Changes in R

The ‘Changes in R’ article from the 2012-2 issue.

The R Core Team
2012-12-01

CHANGES IN R VERSION 2.15.2

NEW FEATURES

  • The X11() window gains an icon: the latter may be especially useful on Ubuntu’s ‘Unity’ interface.

    The WM_CLASS should be set in circumstances where the Window Manager failed to make use of X11 resource settings.

    (Contributed by Philip Johnson.)

  • The "Date" and "POSIXt" methods for cut() will accept an unsorted breaks argument (as the default method does, although this was undocumented). (Wish of PR#14961.)

  • Reference class methods (in the methods package) that use other methods in an indirect way (e.g. by sapply()) must tell the code analysis to include that method. They can now do so by invoking $usingMethods().

  • More Polish translations are available: for the RGui menus and for several recommended packages.

  • Multistratum MANOVA works. In fact, it seems to have done so for years in spite of the help page claiming it did not.
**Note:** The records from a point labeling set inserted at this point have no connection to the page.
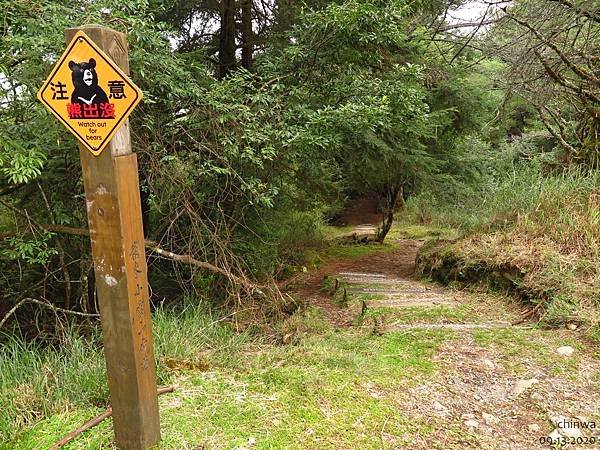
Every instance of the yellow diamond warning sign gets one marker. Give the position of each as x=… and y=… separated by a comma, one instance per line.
x=89, y=93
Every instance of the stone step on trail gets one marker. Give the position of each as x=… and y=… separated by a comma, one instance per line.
x=449, y=326
x=407, y=303
x=390, y=292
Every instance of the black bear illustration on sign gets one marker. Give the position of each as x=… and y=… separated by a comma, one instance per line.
x=85, y=82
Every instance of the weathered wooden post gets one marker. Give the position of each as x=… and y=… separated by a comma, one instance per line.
x=96, y=112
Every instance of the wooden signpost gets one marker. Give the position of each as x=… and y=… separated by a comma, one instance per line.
x=97, y=96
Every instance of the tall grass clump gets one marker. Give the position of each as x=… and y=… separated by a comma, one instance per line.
x=39, y=380
x=532, y=220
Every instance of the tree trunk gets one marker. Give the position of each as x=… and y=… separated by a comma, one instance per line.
x=391, y=197
x=227, y=61
x=247, y=35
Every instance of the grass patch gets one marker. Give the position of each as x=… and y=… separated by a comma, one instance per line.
x=331, y=389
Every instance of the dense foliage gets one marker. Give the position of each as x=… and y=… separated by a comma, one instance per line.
x=261, y=118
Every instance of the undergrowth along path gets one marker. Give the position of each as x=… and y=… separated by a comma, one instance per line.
x=503, y=386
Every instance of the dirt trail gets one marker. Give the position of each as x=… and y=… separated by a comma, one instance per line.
x=502, y=387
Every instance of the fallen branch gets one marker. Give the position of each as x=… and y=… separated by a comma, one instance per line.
x=95, y=421
x=188, y=259
x=154, y=247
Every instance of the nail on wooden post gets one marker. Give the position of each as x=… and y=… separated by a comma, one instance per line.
x=115, y=221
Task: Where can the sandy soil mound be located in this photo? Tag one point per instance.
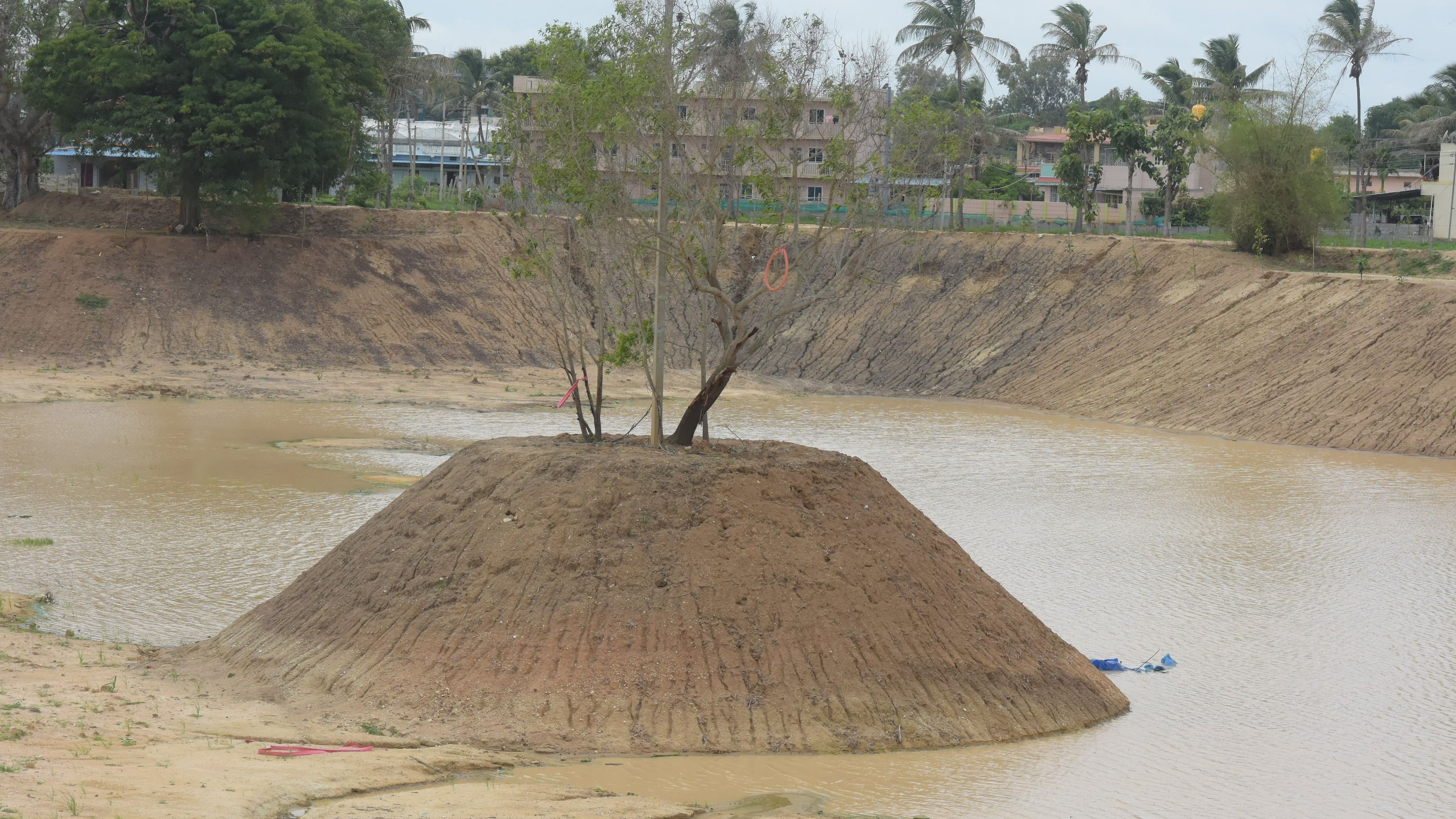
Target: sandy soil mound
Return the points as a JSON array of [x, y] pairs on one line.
[[761, 597]]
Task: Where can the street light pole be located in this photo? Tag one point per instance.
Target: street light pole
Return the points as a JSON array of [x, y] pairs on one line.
[[659, 366]]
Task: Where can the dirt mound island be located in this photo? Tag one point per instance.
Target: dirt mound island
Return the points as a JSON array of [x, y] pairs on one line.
[[756, 597]]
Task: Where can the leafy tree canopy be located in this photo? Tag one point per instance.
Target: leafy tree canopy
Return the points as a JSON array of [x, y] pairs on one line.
[[1037, 88], [925, 81], [234, 97], [518, 60]]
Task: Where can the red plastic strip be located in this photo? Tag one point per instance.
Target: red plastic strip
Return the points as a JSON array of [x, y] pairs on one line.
[[306, 751], [779, 251]]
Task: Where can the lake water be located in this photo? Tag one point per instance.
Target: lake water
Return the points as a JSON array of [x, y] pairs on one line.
[[1308, 595]]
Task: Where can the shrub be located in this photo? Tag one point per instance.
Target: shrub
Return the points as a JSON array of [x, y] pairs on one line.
[[1277, 191]]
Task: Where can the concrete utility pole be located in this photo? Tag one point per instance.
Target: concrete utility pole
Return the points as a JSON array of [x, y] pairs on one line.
[[659, 366], [884, 150]]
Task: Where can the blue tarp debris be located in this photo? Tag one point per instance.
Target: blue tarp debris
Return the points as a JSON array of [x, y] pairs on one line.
[[1114, 665]]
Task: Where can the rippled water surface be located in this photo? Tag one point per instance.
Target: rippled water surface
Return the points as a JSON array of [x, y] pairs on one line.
[[1308, 595]]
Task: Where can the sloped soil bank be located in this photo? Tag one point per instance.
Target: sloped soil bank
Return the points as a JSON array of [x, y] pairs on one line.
[[618, 598]]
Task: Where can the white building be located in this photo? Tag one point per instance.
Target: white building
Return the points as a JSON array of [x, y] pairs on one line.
[[76, 170], [1444, 194], [455, 150]]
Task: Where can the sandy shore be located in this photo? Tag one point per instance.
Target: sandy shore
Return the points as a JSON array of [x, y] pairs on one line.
[[88, 731]]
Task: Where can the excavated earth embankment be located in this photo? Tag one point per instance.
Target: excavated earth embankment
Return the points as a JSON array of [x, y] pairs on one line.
[[1165, 334], [618, 598]]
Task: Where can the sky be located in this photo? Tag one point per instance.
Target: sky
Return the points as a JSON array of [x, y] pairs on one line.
[[1145, 30]]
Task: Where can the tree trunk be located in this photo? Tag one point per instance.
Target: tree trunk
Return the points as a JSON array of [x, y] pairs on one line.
[[1128, 202], [190, 202], [413, 132], [959, 203], [23, 175], [389, 161], [698, 410], [1168, 210], [1360, 175]]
  • qqline() has new optional arguments distribution, probs and qtype, following the example of lattice’s panel.qqmathline().

  • The handling of single quotes in the en@quot pseudo-language has been slightly improved. Double quotes are no longer converted.

  • New functions checkPoFiles() and checkPoFile() have been added to the tools package to check for consistency of format strings in translation files.

  • model.matrix(~1, ...) now also contains the same rownames that less trivial formulae produce. (Wish of PR#14992, changes the output of several packages.)

  • Misuse of rep() on undocumented types of objects (e.g. calls) is now reported as an error.

  • The included LAPACK has been updated to 3.4.1, with some patches from the current SVN sources. (Inter alia, this resolves PR#14692.)

  • file.copy(recursive = TRUE) has some additional checks on user error leading to attempted infinite recursion (and on some platforms to crashing R).

  • PCRE has been updated to version 8.31, a bug-fix release.

  • The included version of liblzma has been updated to version 5.0.4, a minor bug-fix release.

  • New function .bincode(), a ‘bare-bones’ version of cut.default(labels = FALSE) for use in packages with image() methods.

  • The HTML manuals now use directional single quotes.

  • maintainer() now converts embedded new lines to spaces. It no longer gives a non-obvious error for non-installed packages.

  • The X11() device has some protection against being used with forked processes via package parallel.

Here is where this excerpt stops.